The ability for the user to log in to either application is based on the roles assigned. For example, there may be some users that can log in to Enterprise, but not Professional and vice versa. There may also be some users that can log in to both Enterprise and Professional.

Using EQuIS Professional with ALS executes these steps:

1.EQuIS Professional makes an HTTPS request to the ./remoteLogin.asmx web service at whatever Enterprise URL is provided by the user (i.e. http://www.someserver.com/equis/remoteLogin.asmx).

2.EQuIS Professional passes the username and password (encrypted) provided by the user as parameters to the web service.

3.The web service uses the "databaseConnection" connection string (in web.config file) to connect to the EQuIS Database.

4.The web service validates the username and password against the ST_USER table in the database.

5.If username and password are valid, the web service looks in ST_ROLE and ST_USER_ROLE to determine if the user is assigned to an ALS role.

6.If the user is assigned to an ALS role, the web service retrieves the connection string from ST_ROLE.CONNECTION_STRING for the appropriate role.

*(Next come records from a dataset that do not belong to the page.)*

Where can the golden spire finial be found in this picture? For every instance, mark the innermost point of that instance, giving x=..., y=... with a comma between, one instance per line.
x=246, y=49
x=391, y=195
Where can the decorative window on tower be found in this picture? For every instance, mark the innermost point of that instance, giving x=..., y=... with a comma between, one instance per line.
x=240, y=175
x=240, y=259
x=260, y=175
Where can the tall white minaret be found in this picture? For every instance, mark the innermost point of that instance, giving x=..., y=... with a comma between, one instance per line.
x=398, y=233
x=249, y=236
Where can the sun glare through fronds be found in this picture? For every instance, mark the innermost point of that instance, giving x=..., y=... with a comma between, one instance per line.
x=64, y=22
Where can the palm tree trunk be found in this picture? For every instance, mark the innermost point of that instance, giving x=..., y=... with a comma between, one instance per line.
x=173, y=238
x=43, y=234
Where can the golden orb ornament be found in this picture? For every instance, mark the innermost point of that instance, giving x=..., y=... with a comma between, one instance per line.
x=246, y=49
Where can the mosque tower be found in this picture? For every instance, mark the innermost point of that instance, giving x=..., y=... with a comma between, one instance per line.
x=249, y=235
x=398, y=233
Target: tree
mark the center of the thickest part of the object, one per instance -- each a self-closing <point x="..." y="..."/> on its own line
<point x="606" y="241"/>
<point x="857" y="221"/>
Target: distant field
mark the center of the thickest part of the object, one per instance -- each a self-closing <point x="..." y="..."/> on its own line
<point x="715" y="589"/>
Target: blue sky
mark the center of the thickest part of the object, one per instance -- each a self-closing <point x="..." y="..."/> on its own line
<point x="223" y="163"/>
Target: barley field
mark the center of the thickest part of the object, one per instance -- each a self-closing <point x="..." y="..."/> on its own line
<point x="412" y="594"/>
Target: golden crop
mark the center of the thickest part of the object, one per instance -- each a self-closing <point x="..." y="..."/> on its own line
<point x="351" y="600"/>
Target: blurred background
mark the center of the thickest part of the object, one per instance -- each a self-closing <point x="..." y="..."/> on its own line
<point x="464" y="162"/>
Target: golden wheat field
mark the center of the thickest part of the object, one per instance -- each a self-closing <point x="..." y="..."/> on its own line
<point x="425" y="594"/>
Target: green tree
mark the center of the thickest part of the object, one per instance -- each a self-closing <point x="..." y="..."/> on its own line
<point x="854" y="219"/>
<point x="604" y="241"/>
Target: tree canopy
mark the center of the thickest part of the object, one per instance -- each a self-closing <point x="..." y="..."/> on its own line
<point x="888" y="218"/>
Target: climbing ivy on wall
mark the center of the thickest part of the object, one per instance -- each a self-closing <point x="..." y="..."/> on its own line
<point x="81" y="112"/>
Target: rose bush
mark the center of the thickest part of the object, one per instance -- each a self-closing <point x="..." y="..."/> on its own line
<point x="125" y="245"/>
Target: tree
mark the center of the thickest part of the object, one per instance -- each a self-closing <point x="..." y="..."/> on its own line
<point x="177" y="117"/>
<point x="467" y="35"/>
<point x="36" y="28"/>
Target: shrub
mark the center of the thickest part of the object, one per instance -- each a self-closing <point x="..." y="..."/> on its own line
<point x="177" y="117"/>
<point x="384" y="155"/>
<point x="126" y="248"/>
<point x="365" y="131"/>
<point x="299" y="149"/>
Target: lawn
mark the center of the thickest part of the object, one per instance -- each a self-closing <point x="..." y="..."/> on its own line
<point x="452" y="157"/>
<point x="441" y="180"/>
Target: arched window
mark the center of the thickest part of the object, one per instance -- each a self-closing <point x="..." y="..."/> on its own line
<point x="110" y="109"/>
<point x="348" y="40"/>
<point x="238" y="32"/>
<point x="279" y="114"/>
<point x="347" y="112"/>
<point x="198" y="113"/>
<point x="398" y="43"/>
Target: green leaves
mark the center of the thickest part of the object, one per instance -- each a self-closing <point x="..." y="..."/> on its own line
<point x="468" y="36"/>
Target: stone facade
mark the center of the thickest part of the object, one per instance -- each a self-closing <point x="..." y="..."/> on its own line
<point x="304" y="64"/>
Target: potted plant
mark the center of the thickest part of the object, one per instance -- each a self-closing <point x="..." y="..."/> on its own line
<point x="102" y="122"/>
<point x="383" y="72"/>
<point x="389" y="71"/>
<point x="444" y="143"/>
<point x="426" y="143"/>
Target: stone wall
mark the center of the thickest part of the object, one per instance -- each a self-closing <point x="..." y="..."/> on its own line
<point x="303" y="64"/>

7.The web service compares the ALS connection string with the databaseConnection string (in web.config) to make sure both connection strings point to the same server and database (but not necessarily the same SQL login). This comparison ensures that the user is actually connected to the correct database.

8.If the connection strings use the same server and database, the web service encrypts the ALS connection string and returns the encrypted connection string as the web service response.

9.EQuIS Professional decrypts the ALS connection string and opens a database connection over TCP/IP. SQL Server, and any applicable firewalls must be configured to allow TCP/IP connections from the end-user workstation using the ALS connection string.

Note: Users assigned to the "Admin" role in EQuIS Enterprise also need an ALS role assigned to log in to EQuIS Professional. In Builds 7.20.2 and earlier, administrators could make ALS connections regardless of ALS role assignment. In Builds 7.20.3 and later, administrators must be members of an ALS role to use an ALS connection.